Quelle efficacité de la politique industrielle en France ?

Dans un article paru en octobre 2020 (Réindustrialisation et gouvernance des entreprises multinationales, CEPII), l’économiste Vincent Vicard s’interroge sur les conditions d’efficacité des politiques industrielles en s’appuyant sur des données statistiques comparatives entre la France et l’Allemagne.

Vincent Vicard montre que l’efficacité des politiques de réindustrialisation en France comme en Europe est conditionnée par la prise en compte des caractéristiques des firmes présentes sur le territoire européen ainsi que la prise en compte des stratégies qu’elles mettent en œuvre. Depuis deux décennies, la question de la politique industrielle est centrale en France au sein des politiques structurelles (débat sur les ressorts de la compétitivité de l’économie française notamment en comparaison de l’Allemagne). Si les mesures qui agissent sur la réduction du coût des facteurs se sont révélées peu efficaces en France (pensons au CICE mis en place sous la présidence Hollande), c’est en raison de l’absence de prise en compte des spécificités de la gouvernance des firmes en France et en Allemagne. Vicard identifie trois différences principales :

  • Les firmes dont le siège social est installé en France sont souvent très compétitives sur les marchés mondiaux alors que leur implantation sur le territoire français décroit. Ce phénomène va de pair avec l’extension des chaines de valeur mondiales (CVM) et n’est donc pas propre aux firmes liées à l’hexagone mais il prend dans le cas français des proportions fortes : il existe un processus de dissociation géographique croissant entre le lieu de conception des produits et les lieux d’implantation de la production industrielle.

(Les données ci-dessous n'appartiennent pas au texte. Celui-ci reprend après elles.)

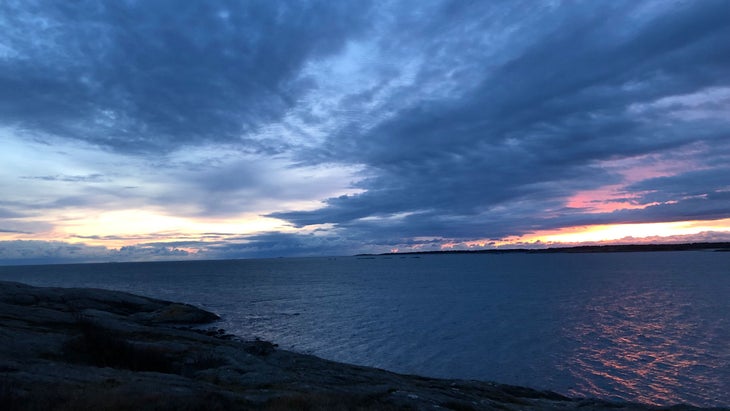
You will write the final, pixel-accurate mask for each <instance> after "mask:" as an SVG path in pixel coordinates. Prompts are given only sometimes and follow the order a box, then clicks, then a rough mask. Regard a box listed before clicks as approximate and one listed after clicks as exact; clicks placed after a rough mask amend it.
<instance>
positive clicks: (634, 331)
mask: <svg viewBox="0 0 730 411" xmlns="http://www.w3.org/2000/svg"><path fill="white" fill-rule="evenodd" d="M584 311H585V314H586V319H585V321H584V322H581V323H578V324H575V325H574V326H573V327H568V328H566V330H565V335H566V337H568V338H571V339H574V340H576V341H578V342H580V344H579V345H578V346H577V347H576V349H575V350H574V352H573V355H572V358H570V359H569V363H570V364H571V365H570V372H571V374H572V375H574V376H575V377H576V380H577V381H578V383H577V386H576V388H574V389H571V390H570V394H573V395H586V394H588V395H594V396H599V397H614V398H633V399H637V400H639V401H641V402H646V403H650V404H655V405H661V404H671V403H677V402H681V401H691V400H694V401H692V402H697V401H698V400H699V398H693V399H689V398H688V396H693V395H694V394H692V393H693V392H700V391H702V389H703V387H705V386H708V385H715V386H718V385H721V384H722V381H708V377H706V376H703V375H702V374H701V373H696V372H693V368H694V367H698V366H703V365H704V366H707V364H703V362H706V361H708V359H710V358H708V353H707V352H706V351H705V350H704V349H703V348H702V346H701V345H696V346H692V345H687V344H684V343H683V342H684V341H687V340H698V339H701V336H699V335H697V322H698V321H699V319H698V318H697V316H696V313H694V312H693V310H692V305H691V304H689V303H682V304H677V303H676V298H675V297H674V296H672V295H670V294H669V293H667V292H657V291H646V290H645V291H636V292H634V293H632V294H627V295H623V296H616V295H615V294H614V293H611V294H610V295H601V296H596V297H595V298H594V299H592V300H591V301H589V302H588V303H587V304H586V306H585V308H584ZM670 324H671V327H670V326H669V325H670ZM677 386H682V387H685V388H686V389H687V394H685V395H684V396H679V395H677V394H676V393H675V392H674V391H673V387H677Z"/></svg>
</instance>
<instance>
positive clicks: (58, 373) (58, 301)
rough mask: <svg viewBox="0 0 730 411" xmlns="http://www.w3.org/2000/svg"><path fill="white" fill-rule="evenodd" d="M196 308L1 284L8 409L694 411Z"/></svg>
mask: <svg viewBox="0 0 730 411" xmlns="http://www.w3.org/2000/svg"><path fill="white" fill-rule="evenodd" d="M217 319H218V316H216V315H215V314H212V313H210V312H207V311H204V310H201V309H199V308H196V307H193V306H190V305H186V304H179V303H173V302H168V301H162V300H156V299H152V298H146V297H141V296H136V295H132V294H128V293H123V292H116V291H107V290H97V289H73V288H69V289H64V288H39V287H31V286H28V285H24V284H19V283H11V282H0V409H2V410H8V411H11V410H47V409H48V410H54V409H55V410H87V409H88V410H92V409H93V410H97V409H106V410H168V409H169V410H198V409H199V410H238V409H270V410H286V409H310V410H330V409H335V410H368V409H376V410H379V409H384V410H395V409H416V410H430V409H434V410H436V409H439V410H448V409H451V410H567V409H580V410H659V409H666V410H669V409H671V410H677V411H681V410H690V409H697V408H693V407H689V406H675V407H665V408H659V407H652V406H648V405H640V404H630V403H614V402H608V401H601V400H589V399H571V398H566V397H564V396H561V395H559V394H556V393H552V392H544V391H536V390H532V389H529V388H523V387H514V386H507V385H501V384H497V383H491V382H480V381H460V380H439V379H432V378H424V377H418V376H409V375H401V374H395V373H391V372H388V371H384V370H379V369H374V368H367V367H359V366H354V365H348V364H342V363H336V362H332V361H327V360H323V359H320V358H317V357H314V356H310V355H304V354H298V353H293V352H289V351H285V350H279V349H277V348H276V346H275V345H274V344H272V343H269V342H265V341H242V340H239V339H236V338H232V336H230V335H227V334H225V332H224V331H223V330H217V329H211V330H199V329H193V328H189V327H183V326H181V325H182V324H202V323H208V322H212V321H215V320H217Z"/></svg>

Les gouvernements qui mettent en œuvre des politiques industrielles sont ainsi privés d’une partie du « retour sur investissement » de ces politiques (peu d’impact sur la stabilisation de l’emploi industriel par exemple). Cet argument n’est pas nouveau. Dans ses publications (Nos temps modernes, 2000 ; Trois leçons sur la société post-industrielle, 2006), Daniel Cohen montre que les économies « post-industrielles » présentent cette caractéristique de développer des appariements sélectifs et de dissocier géographiquement les lieux de gouvernance des firmes des lieux de production (par opposition, dans la société industrielle, les dirigeants travaillent sur le même site de production que les ouvriers). Vicard montre que ce processus est moins marqué en Allemagne où les activités de production industrielles restent davantage localisées sur le territoire germanique.
  • Les firmes dont le siège social est installé en France présentent une moindre représentation des salariés dans les conseils d’administration et de surveillance (50 % des administrateurs sont des salariés dans les firmes de plus de 2000 salariés en Allemagne contre seulement 15 % en France). Cette différence change significativement le mode de gouvernance quant aux stratégies des firmes en matière d’implantation des activités productives sur le territoire national : l’incitation à conserver des sites industriels en Allemagne est plus forte.
  • Les choix de gouvernance des firmes sont aussi fonction du degré d’éloignement géographique entre les centres de décisions (siège social) et les sites de production. Lorsque cet éloignement est fort (comme c’est plutôt le cas en France), les stratégies des firmes suite à un choc de compétitivité ne sont pas les mêmes : les firmes dont les sites de production sont plus dispersés et plus éloignés du siège optent pour des mesures généralement moins favorables aux salariés (pas seulement en terme de rémunération mais aussi en terme de pérennité des emplois).

En fin de compte, cet article majeur montre que, pour être efficaces, les politiques économiques doivent à la fois produire de la contrainte (des règles qui s’imposent aux firmes) et de l’incitation pour modifier les comportements stratégiques. Cela suppose que les décideurs publics commencent par identifier rationnellement la nature de ces comportements stratégiques, sans quoi les politiques industrielles continueront de manquer d’efficacité.